The Ethiopian government’s plan to improve football infrastructure in different parts of the country is getting locals offside
(The Economist) Broken windows; fraying nets; chairs with missing legs: the Yidnekachew Tessema Stadium in Addis Ababa has seen better days. Rehabilitated by Emperor Haile Selassie after his return from exile in 1941, it was once a proud monument to Ethiopia’s restored independence following five years of Italian occupation. In 1962 it hosted the African Cup of Nations (AFCON); the national football team—known as the ‘Walias’—won. But the Walias, like their stadium, have struggled since. In 2012 they ended a 31-year stretch in the wilderness by qualifying for AFCON; in 2013 they duly crashed out in the first round.
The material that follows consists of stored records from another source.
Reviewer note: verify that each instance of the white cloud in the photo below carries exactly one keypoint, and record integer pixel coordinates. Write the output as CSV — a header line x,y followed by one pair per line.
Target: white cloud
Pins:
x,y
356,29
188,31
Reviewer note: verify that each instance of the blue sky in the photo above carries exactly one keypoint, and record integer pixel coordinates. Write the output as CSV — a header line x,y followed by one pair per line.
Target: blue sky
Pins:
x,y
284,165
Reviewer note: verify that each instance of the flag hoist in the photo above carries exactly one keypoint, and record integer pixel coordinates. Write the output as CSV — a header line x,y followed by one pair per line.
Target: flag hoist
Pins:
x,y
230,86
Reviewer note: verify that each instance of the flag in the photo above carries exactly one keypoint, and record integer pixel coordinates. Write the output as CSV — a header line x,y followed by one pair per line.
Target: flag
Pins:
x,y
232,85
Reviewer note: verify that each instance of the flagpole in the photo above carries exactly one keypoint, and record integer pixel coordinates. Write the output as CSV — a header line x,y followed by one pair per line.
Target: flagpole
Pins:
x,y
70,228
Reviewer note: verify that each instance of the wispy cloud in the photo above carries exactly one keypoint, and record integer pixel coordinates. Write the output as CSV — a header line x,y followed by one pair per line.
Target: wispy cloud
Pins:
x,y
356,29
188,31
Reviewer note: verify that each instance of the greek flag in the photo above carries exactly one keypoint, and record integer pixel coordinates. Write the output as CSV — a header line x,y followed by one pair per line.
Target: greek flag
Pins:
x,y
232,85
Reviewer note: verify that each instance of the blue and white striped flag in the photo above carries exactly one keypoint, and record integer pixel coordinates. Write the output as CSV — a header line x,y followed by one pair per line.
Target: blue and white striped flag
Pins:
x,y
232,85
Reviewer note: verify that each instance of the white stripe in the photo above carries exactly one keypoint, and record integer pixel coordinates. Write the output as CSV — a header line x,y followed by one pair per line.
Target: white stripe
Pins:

Enough is enough, says the government. Ethiopians are proud of their sporting heritage: the country’s long-distance runners are among the best in the world. “We were the founders of African football,” says Juneydi Basha, the president of the Ethiopian Football Federation. Addis Ababa hosts the African Union; the government wants it to host AFCON, too.
In every major town, new football stands are going up. The federal government, which is paying, says eight “world-class” stadiums—each with a capacity of at least 30,000—are being built. Six smaller ones are also under way in the capital.